Cette nouvelle économie peut soutenir le revenu moyen par client si les fonctions d’IA apportent un gain de productivité mesurable. Elle peut aussi peser sur les marges lorsque les utilisateurs consomment beaucoup de calcul sans accepter une hausse de prix équivalente, ou lorsqu’une concurrence agressive rend la monétisation difficile. L’analyse d’Adobe bourse gagne ainsi à distinguer la croissance de l’usage de l’IA, la conversion vers les formules payantes et l’effet final sur la rentabilité, car ces trois indicateurs n’évoluent pas nécessairement au même rythme.

L’Europe transforme la conformité en critère concurrentiel

Pour un public belge, la réglementation européenne n’est pas un élément périphérique du dossier. Depuis août 2026, de nouvelles exigences de transparence liées à l’AI Act s’appliquent notamment à certains contenus générés ou modifiés, avec une attention particulière portée au marquage lisible par machine et à l’information des utilisateurs. Les entreprises qui produisent beaucoup de contenus doivent désormais penser simultanément à la créativité, au droit d’auteur, à la réputation et à la conformité.

Cette évolution peut favoriser les fournisseurs capables d’intégrer la gouvernance directement dans leurs outils. Les Content Credentials et les mécanismes de traçabilité ne garantissent pas à eux seuls l’absence de litige, mais ils peuvent réduire les frictions dans les processus de validation et renforcer la confiance des clients professionnels. Inversement, Adobe devra continuer à démontrer que ses choix de données d’entraînement, ses modèles partenaires et ses fonctions automatisées respectent un cadre européen qui demeure exigeant et susceptible d’évoluer.

Une stratégie ouverte, mais plus complexe à lire

Adobe ne mise plus uniquement sur ses propres modèles. Firefly accueille aussi des modèles tiers, tandis que le groupe approfondit ses collaborations technologiques afin d’améliorer le calcul, la vidéo, la 3D et les futurs agents créatifs. Cette ouverture répond à une réalité simple : les clients souhaitent choisir le modèle adapté à une tâche et aucun fournisseur ne peut durablement dominer toutes les formes de génération.

Le partenariat annoncé avec Nvidia en 2026 illustre cette ambition d’aller au-delà de la génération ponctuelle. Il vise notamment des modèles Firefly de nouvelle génération, des flux de travail agentiques et des jumeaux numériques 3D destinés au marketing et au commerce électronique. Pour Adobe, l’avantage potentiel réside dans l’orchestration de ces capacités au sein d’applications connues, mais la dépendance envers des partenaires de calcul et de modèles peut également compliquer les coûts, la différenciation et le partage de la valeur.
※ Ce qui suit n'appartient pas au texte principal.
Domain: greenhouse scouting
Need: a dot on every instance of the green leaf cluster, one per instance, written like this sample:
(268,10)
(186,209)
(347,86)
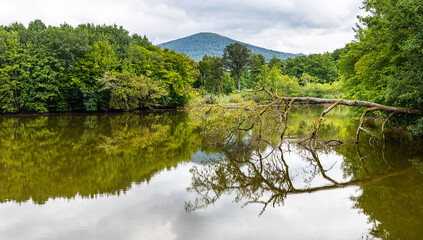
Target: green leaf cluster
(50,69)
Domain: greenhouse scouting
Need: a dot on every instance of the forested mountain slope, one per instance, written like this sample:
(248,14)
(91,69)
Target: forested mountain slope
(212,44)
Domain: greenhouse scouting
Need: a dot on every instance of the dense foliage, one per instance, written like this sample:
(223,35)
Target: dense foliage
(87,68)
(385,63)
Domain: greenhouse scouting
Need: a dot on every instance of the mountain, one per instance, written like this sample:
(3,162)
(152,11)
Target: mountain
(212,44)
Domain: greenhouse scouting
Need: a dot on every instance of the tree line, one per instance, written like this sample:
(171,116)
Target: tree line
(88,68)
(313,75)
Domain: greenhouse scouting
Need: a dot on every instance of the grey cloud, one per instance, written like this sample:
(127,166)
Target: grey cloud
(276,22)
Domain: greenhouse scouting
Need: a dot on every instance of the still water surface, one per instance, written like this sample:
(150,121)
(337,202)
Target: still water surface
(153,176)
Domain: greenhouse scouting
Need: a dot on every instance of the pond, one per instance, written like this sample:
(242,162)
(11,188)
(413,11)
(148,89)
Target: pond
(162,175)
La valeur se déplacera vers l’ensemble du flux créatif

À mesure que la génération devient plus accessible, produire une première version perd une partie de sa rareté économique. La valeur se déplace vers la capacité à transformer cette première version en un contenu fiable, cohérent, conforme et prêt à être diffusé sur plusieurs canaux. C’est sur ce terrain qu’Adobe dispose de ses meilleurs arguments, car son portefeuille couvre déjà une grande partie du parcours allant de l’idée à la publication.
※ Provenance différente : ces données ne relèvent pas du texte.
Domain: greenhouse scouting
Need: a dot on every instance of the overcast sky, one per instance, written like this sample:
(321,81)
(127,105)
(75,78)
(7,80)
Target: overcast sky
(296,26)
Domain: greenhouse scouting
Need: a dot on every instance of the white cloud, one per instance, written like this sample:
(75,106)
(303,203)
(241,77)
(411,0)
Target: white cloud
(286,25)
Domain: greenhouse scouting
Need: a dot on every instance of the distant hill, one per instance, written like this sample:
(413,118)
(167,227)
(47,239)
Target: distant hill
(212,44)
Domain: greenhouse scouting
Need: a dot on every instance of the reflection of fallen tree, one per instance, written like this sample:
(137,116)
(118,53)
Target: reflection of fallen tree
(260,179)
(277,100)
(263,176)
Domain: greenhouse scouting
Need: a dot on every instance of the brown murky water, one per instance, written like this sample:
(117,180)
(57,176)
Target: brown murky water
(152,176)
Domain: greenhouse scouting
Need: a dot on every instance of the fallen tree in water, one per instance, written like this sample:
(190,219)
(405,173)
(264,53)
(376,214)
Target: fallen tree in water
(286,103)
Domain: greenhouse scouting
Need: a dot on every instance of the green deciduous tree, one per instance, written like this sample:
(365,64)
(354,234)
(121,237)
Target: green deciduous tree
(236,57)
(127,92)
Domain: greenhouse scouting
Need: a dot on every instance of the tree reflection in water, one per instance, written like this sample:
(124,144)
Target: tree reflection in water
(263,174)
Cette position ne met pourtant pas l’entreprise à l’abri d’une rupture. Les investisseurs belges doivent considérer à la fois la solidité des abonnements, le potentiel de monétisation de Firefly, les coûts du calcul et l’évolution du cadre européen. L’IA peut renforcer le rôle d’Adobe dans l’économie créative, mais la réussite dépendra moins du volume d’images générées que de la capacité à devenir l’infrastructure de confiance qui organise le travail autour de ces images.